幕 間 制服余話 2.ワイシャツ
~Side ネモ~
制服に絡んだトラブルの二番手は、俺が学園の寮を出た事で引き起こされた。とは言っても、俺がその問題に気付いたのはつい最近になってからなんだが。
魔導学園は基本的に全寮制なんで、その分だけ寮の設備とかサービスは確りしてる。制服に関係した点で言えば、生徒が自分たちで落とせないような汚れに対しては、寮内にあるランドリーサービス――正確には何と言うのか知らん――が無料で汚れ落としをしてくれるらしい。まぁ、生徒が汚れた制服を着てたんじゃ、王立学園の体面にも関わるからな。

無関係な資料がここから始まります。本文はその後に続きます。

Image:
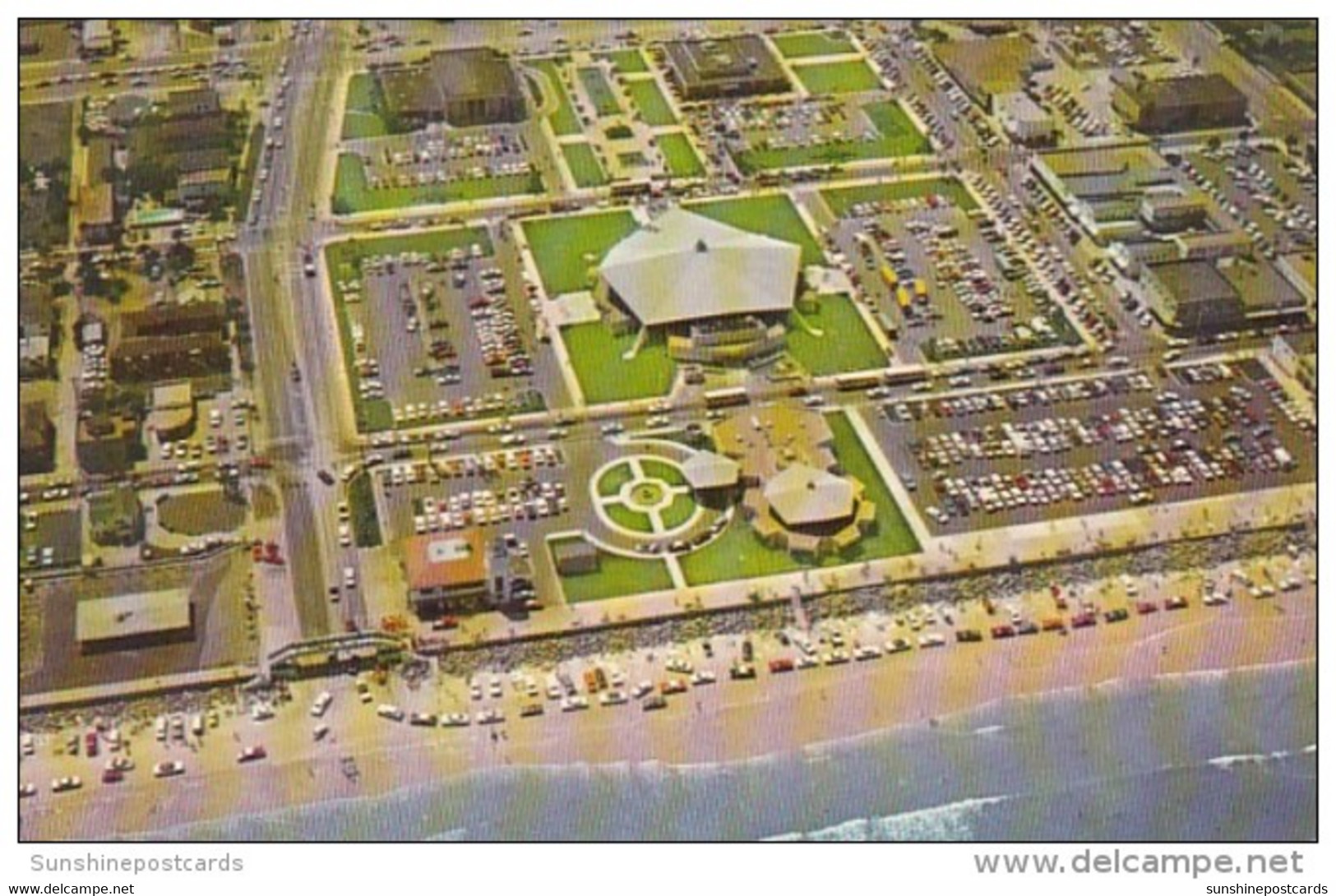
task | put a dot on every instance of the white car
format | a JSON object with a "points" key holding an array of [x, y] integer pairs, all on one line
{"points": [[70, 783], [321, 704]]}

で――問題なのは、寮を出た俺はこのサービスを受けられなくなったって事なんだ。まぁ実際には俺の【浄化】でどうにかできないような汚れは、ハンガーの件からこっちちょくちょく出入りさせてもらってるスカイラー洋品店に持って行きゃ、何とかなるんだけどな。現実はどうあれ、俺が規定のサービスを受けられていない――って点を問題にしたいわけだ。

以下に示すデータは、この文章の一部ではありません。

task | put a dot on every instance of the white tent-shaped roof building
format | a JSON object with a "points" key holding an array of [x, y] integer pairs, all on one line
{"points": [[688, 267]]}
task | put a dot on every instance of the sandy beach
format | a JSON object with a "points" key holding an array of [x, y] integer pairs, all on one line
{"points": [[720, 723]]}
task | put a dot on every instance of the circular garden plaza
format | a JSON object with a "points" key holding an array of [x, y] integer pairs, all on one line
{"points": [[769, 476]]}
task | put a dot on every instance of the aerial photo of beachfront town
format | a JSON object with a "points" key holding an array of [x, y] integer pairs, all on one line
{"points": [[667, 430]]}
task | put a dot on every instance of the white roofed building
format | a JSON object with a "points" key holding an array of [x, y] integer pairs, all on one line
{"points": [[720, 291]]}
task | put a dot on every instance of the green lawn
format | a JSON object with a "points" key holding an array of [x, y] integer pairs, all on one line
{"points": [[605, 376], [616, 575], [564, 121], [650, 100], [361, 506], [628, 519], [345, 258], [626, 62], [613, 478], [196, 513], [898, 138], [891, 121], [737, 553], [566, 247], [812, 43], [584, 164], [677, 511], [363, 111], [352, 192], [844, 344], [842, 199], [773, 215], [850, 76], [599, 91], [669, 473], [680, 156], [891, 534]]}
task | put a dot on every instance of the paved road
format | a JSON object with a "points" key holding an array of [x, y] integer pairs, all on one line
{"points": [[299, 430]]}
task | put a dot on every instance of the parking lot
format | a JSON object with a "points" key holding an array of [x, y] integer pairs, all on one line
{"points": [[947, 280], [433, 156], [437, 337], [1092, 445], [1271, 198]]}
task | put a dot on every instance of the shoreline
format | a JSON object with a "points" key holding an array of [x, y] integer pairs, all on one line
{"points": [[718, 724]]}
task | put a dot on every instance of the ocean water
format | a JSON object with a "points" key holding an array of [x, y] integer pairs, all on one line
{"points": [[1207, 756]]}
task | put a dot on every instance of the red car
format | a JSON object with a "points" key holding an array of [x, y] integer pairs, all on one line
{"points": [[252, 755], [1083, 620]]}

ここで話はちょいと脇道へ逸れるんだが、魔導学園の制服は前ボタンのスーツタイプだ。ボタンは隠しボタンになってるが、まぁ今はそれは措いといて……この制服、上の第一ボタンと第二ボタンは留めずに前開きにしておくのがスタイルになってる。これ、魔導学園だけの問題じゃなくて、上流社会じゃそういう仕来りになってんだと。何でもドルシラのお嬢の言うところじゃ、然り気無く前を開けて、下に清潔な白いシャツを着ている事を示すのがマナーなんだそうだ。前世風に言えば見せシャツってやつか? セレブどもの考えは能く解らん。

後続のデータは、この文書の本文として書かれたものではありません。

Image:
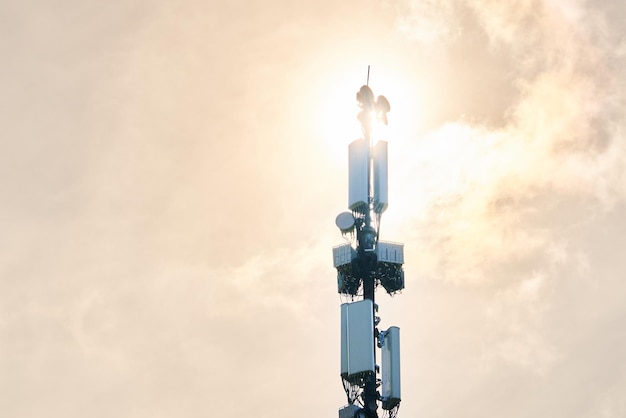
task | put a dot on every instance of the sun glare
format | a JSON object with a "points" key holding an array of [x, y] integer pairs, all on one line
{"points": [[337, 110]]}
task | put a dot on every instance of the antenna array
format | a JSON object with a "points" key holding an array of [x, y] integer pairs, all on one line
{"points": [[362, 265]]}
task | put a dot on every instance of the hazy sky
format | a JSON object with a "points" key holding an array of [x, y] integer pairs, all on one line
{"points": [[170, 173]]}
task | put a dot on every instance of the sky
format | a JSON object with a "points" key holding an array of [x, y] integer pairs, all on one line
{"points": [[170, 173]]}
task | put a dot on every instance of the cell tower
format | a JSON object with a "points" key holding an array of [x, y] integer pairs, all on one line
{"points": [[362, 265]]}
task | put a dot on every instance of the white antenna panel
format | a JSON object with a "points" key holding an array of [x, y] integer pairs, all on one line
{"points": [[357, 339], [343, 254], [358, 162], [389, 252], [391, 368], [381, 200]]}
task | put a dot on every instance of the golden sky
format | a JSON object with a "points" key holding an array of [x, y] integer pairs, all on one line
{"points": [[170, 173]]}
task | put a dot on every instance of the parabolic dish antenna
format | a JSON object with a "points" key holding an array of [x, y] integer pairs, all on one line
{"points": [[345, 222]]}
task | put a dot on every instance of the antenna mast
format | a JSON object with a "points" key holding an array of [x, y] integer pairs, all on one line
{"points": [[362, 265]]}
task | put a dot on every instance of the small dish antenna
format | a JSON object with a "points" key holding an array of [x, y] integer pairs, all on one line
{"points": [[345, 222]]}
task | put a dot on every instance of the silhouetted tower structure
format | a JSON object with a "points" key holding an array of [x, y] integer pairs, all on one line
{"points": [[362, 265]]}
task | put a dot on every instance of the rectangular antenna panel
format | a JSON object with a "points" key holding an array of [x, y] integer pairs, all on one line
{"points": [[343, 254], [389, 252], [381, 199], [348, 411], [357, 338], [391, 368], [358, 166]]}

念のために冒険者ギルドで訊いてみたんだが、ギルドじゃそんな屈折した真似はしないそうだ。屋内では基本的にボタンを留めて、暑ければ外す、現場へ出る時は多少暑くても留めておく……まぁ、合理的だよな。
ま、それはともかく……ここで問題なのは、制服の下に着るシャツ――前世風に言えばワイシャツだな――なんだが、なまじ白い分だけ汚れ易い……と言うか、汚れが目立ち易いわけだ。当然、小まめに洗う事になるんだが、元々の生地が――上着に較べると――薄い事もあって、傷むのが早い。汚れも段々落ちにくくなるしな。一応、シャツも学園からの支給分はあるんだが、それで間に合わないほど、傷みや汚れの方が早い。実習とかでも汚れるしな。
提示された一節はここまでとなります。